When the Federal Reserve refused last week to release the names of companies that had received nearly $2 trillion in what Bloomberg News called “emergency loans from U.S. Taxpayers” and what assets the Fed is accepting as collateral, the leisure class was once again protecting its flank. And although Bloomberg News cared enough to ask the question, reflecting perhaps the pragmatism of its owner, the rest of us remain left in the dark about how our public money is spent. We’re not talking about a few Reaganesque welfare cheaters here, but an entire social class, the members of which feel we owe them a very good living. And they don’t really give a hoot about us.

This evasion of accountability was modeled nearly eight years ago when Vice President Cheney refused to release the names of the companies and their leaders who created the Bush administration’s backward and debilitating energy policy. Cheney never relented, protecting the leaders of his class right to the Supreme Court who backed him. And so it has gone for open government when its run by the leisured elite.

In New Mexico, we see small businesses closing and big businesses laying off employees all the time. If you’re a single mother, with little savings, returning to get a college degree to better yourself and your family’s fortunes, and you lose your job, chances are chronic anxious depression and a sense of disorienting hopelessness could set in, as I’ve seen with a number of people I know. The pain of losing your job is staggering, almost as debilitating as a bad medical diagnosis.

And the pain of this financial grinding is made worse by the knowledge that it didn’t need to happen at all, that it is the work of thousands who made out like bandits over the decade, literally robbed us all blind, and brought the American economy to its knees.

So many of us are suffering because we were betrayed by the leaders who arose from the leisure class to run our banks, our government, and our big corporations, who ran them rather like casinos with the inside tips of economic soothsayers that proved as useful in the long run as commentary from sheep entrails.

When Thorstein Veblen defined the “leisure class” in the mid l920s, he also coined the term “conspicuous consumption” and, what some now call, competitive consumption.

The leisure class has only a very few occupations that it finds suitable for its members — hoodwinking and bossing around the working classes, and gambling. Gambling on a gigantic scale that markets and market sectors will go up or down, using major banks and state and federal regulators as your bookies, leads to economies dedicated to “unproductive consumption of goods” and time, which they see as an “honorable” way of life.

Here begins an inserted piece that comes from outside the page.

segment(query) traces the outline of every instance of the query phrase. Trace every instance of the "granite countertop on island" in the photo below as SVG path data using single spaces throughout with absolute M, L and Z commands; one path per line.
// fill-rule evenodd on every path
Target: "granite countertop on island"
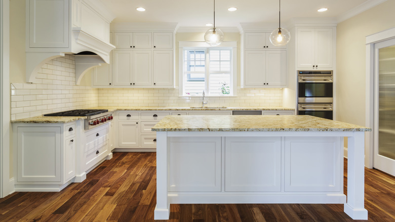
M 153 131 L 370 131 L 368 127 L 311 116 L 167 116 Z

As Veblen wrote “The quasi-peaceable gentleman of leisure… not only consumes of the staff of life beyond the minimum required for subsistence and physical efficiency, but his consumption undergoes a specialization as regards the quality of goods consumed. He consumes freely and of the best, in food, drink, narcotics, shelter, services, ornaments, apparel, weapons and accouterments, amusements amulets and idols or divinities.”

“To gain access to the class,” Veblen writes, “the candidate must be gifted with clannishness, massiveness, ferocity, unscrupulousness, and tenacity of purpose.” The leisure class has one goal the accumulation and continued tenure of wealth and to prevail in our “predatory culture.”

“The ideal pecuniary man,” in the leisure class, Veblen writes, “is like the ideal delinquent in his unscrupulous conversion of goods and persons to his own ends, and in the callous disregard of the feelings and wishes of others…”

It seems like mammon is the guiding spirit of such people, and mammon demands sacrifices from the “lower orders,” as most of us know only too well this holiday season.